Once you’ve kept your debt in checked and your savings growing, what else should you do with your money? How about using your wealth to assist others in need by donating to charities that support people in need? If you are financially stabled and are in a position to give, I would recommend giving 1 percent of your earning to charity on an annual basis.

My Two Cents

The millionaire next door doesn’t become a millionaire overnight. Those millionaires became wealthy by taking small steps to achieve their big financial goals over a long period of time. Every small step that you take to improve your finance, builds on top of another step. This will eventually help you take major leaps and strides to achieve any major financial goals that you have set for yourself.

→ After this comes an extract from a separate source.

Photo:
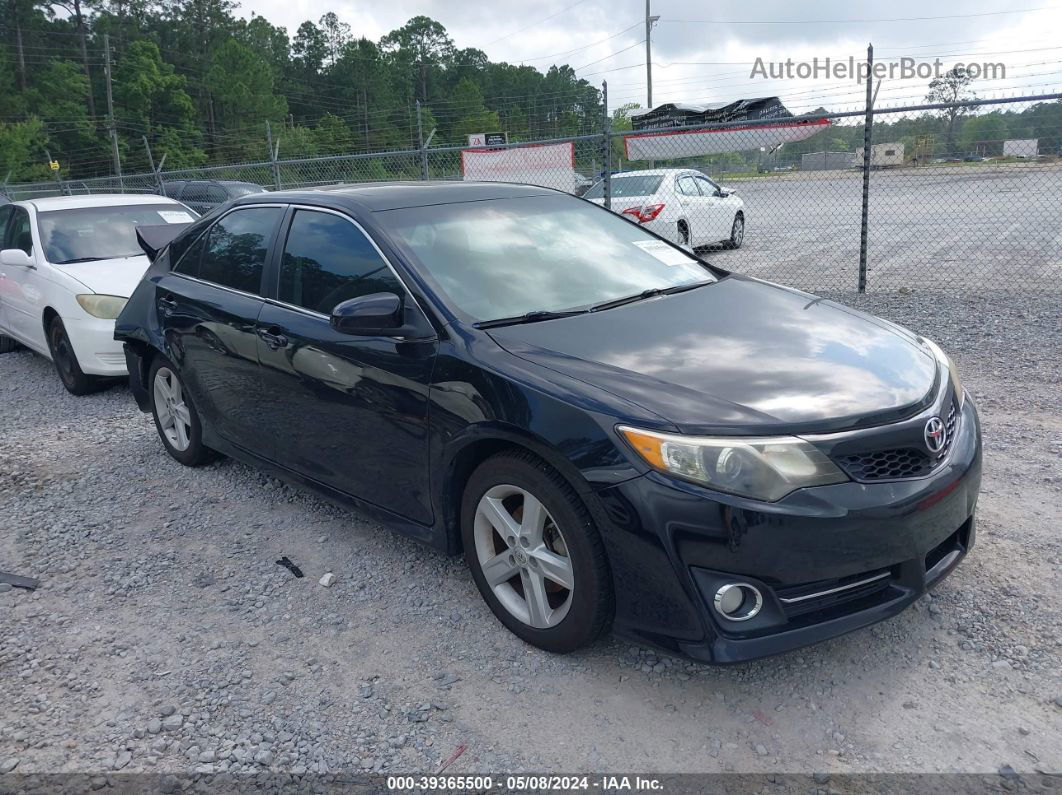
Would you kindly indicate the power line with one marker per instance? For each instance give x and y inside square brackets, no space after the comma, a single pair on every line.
[860,21]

So readers, can you try to do 1 better than what you doing right now? Start small and pick any of the 12 goals and try to achieve it as soon as you can. Come back for another one until you have achieved all 12.

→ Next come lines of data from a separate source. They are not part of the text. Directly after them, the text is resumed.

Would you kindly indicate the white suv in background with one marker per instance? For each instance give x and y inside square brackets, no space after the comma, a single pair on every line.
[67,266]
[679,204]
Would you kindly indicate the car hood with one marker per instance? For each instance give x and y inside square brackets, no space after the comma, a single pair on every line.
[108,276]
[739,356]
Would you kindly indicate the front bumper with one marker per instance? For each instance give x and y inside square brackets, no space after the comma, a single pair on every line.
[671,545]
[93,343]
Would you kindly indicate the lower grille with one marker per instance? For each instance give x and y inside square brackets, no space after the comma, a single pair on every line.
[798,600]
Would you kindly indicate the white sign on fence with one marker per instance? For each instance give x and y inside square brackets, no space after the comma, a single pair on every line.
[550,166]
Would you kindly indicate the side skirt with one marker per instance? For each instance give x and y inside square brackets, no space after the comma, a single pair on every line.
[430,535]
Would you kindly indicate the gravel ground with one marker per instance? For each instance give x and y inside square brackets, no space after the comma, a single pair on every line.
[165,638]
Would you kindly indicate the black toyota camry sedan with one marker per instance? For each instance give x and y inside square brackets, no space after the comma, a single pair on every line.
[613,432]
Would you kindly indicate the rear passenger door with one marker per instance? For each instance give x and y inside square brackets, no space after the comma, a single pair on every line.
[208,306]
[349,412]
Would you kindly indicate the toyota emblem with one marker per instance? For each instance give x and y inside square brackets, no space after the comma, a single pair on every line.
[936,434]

Leo T. Ly, Canadian Personal Finance Blogger/Enthusiast and a Realtor Living in the Markam, Ontario, CanadaAbout Leo
I am a Canadian personal finance blogger/enthusiast and a Realtor living in Markham, Ontario, Canada. I built a net worth of a million dollars over a ten year period. I did it by being a disciplined saver, taking advantage of income tax rules and borrowing money to invest rather than for consumption. I am often excited to take advantage of free money from employers and governments in addition to building more passive income sources. After accumulating my first million dollars, I am now embarking on a second journey towards achieving financial independence. On this journey, I will strive to increase my net worth to two million dollars and retire by the age of 48 - Freedom 48. Come along and follow my journey on Facebook, Twitter, Pinterest or Google Plus.

There are 20 opinions expressed on this post.

  1. Great article – shows the philosophy of getting rich slowly and the cumulative impact of a number of small and positive decisions. You should put it in a spreadsheet to quantify the benefits in terms of net worth or reduction in years to achieve FI.

  2. I feel so good about myself when I pay off my credit cards lol. It makes me feel like I have my life in order lol.

  3. This next year is starting to shape out to put us in a better financial situation than we’ve been in the past year. We’ve got an extra income so we can get medical bills paid off sooner and start actually getting somewhere we want to be!

  4. These are all such great tips. I just finished paying all of my credit card debt and I am moving on and focusing on paying off my kid’s college and increasing my savings. These tips are really helpful.

  5. Those student loans don’t seem like a nuisance, until they are… Paying them off as fast as you can is paramount to financial security.

  6. Congrats on your blog! I These are great ideas. I also have my financial goal and sometimes it’s not easy. I try to save more this year and buy only those that are needed.

  7. Congrats on your blogoversary! I’m coming up on mine as well! It’s been fun to see your blog grow!

    Thanks for sharing this list. I’m at #3, I think.